Should the disease have progressed to the point that it is not possible to create a valid will then it will become necessary to appoint a guardian who will do this on their behalf. This will require civil proceedings to be undertaken in court, which will determine who the guardians are and also the attributions, obligations and prohibitions that the guardian is subject to, such as are laid out in title X of the Spanish Civil code.

19. Exequatur and Enduring Power of Attorney

Of course, there are many examples of those who have undergone this procedure in their home country. If this is the case, then the ‘guardianship’ already obtained in the foreign jurisdiction may be validated via the exequatur procedure, which is how most foreign court orders are enforced in Spain.

Any 'Enduring Power of Attorney' created  in a foreign jurisdiction and which allows you to manage the affairs of someone after they become mentally incapacitated will need to be legalised, ie have the Hague Apostille attached and the power of attorney will need to be translated into Spanish by an approved translator so that it may be used in Spain.

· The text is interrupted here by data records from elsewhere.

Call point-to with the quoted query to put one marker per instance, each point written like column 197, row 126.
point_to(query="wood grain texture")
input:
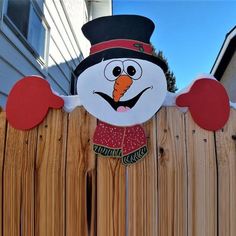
column 111, row 176
column 142, row 190
column 50, row 175
column 18, row 182
column 172, row 173
column 53, row 184
column 226, row 153
column 80, row 175
column 202, row 180
column 3, row 126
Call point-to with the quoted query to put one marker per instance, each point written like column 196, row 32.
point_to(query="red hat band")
column 133, row 45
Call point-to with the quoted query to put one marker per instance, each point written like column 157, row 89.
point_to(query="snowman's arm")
column 71, row 102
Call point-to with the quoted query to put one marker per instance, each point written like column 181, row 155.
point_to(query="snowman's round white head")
column 121, row 82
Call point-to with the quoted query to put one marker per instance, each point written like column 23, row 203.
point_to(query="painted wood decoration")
column 123, row 85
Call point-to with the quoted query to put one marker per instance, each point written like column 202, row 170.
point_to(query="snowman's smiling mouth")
column 122, row 106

In any event, any last will and testament that a guardian makes in the name of the person they represent must meet the Spanish regulations for valid Wills and we need to make sure

that is not going against the true will of the person that is represented, by taking into consideration previous Wills or the testimony of relevant witnesses.

Often these types of situations are quite delicate so it is always good to seek legal advice to make sure that the necessary diligence that this situations requires, is applied.